The building was taken over by a number of temperance promoting groups, and during the war years the hall became a community centre.
In the post-war social housing boom, it was decided that the long rows of rather run down housing along Wilks Place and around the back of the music hall should be torn down and replaced by blocks of council flats.
That decision saw Wilks Place truncated to its current size, as the Arden Estate, built in 1968-72 behind sealed off the road. At the same time, what was now Hoxton Hall acquired a shop on the main road, and swapped it’s entrance around to the other side – bricking up its original entrance as a dead wall.
They also expanded sideways into neighbouring properties, making the new site about 3-times larger than the old, although the entertainment hall is the same.

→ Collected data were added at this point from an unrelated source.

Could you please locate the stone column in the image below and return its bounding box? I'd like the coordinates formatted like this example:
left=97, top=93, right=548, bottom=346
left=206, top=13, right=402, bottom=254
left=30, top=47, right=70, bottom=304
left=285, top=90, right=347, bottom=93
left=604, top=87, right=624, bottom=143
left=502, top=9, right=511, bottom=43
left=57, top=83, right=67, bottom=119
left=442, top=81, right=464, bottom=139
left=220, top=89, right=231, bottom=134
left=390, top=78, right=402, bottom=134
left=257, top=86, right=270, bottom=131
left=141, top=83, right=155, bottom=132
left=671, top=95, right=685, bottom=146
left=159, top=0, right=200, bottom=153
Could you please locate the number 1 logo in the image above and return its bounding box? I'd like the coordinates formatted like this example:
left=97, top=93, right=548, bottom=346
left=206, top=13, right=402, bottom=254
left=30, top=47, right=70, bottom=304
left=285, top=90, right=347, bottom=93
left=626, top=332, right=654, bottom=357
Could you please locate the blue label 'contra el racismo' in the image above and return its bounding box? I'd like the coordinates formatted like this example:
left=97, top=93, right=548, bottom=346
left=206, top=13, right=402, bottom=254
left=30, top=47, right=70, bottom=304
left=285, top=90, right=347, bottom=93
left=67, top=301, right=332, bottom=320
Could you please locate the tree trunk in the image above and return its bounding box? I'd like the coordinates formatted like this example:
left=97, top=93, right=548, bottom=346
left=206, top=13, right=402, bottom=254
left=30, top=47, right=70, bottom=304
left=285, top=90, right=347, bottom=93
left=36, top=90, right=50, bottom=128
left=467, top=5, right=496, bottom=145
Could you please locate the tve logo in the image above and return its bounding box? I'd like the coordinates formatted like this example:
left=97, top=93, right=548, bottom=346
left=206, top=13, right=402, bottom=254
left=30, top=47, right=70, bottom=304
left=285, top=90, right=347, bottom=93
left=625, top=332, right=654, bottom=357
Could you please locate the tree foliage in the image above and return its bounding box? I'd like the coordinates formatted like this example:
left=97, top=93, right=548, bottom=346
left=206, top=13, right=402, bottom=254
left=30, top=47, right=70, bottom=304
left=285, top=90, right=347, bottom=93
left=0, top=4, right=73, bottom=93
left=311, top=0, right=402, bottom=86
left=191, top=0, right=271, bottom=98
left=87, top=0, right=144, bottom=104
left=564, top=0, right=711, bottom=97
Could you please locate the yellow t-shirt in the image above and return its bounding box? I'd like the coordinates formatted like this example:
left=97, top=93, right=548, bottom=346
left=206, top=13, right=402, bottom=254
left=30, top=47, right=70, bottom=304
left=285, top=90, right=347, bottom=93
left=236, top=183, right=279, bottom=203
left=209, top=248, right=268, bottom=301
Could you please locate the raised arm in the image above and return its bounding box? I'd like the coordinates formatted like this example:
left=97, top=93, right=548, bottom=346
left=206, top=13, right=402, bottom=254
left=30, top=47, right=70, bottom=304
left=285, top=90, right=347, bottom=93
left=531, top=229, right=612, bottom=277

The result of all these changes is that Wilks Place, once lined with houses and busy with visitors to the music hall is today a sorry stump of a path, mostly used as back-entrances to the hall and shops, and lined with rubbish bins.
Do look up at the original entrance to Hoxton Hall though, and you can see the construction date in the decorative finishes, and the initials of the original builder, James Mortimer.
For film fans, it makes an exceptionally fleeting appearance in The Krays, as where they park their car before crossing the road to the Bacchus pub (as Whitechapel’s The Blind Beggar) to shoot rival gangland criminal, George Cornell, which was to lead to the Kray’s eventual imprisonment.
The surviving cobbles (setts) are a reminder of its lost heritage, and a memorial stone to the temperance societies in memory of their intemperance of fun.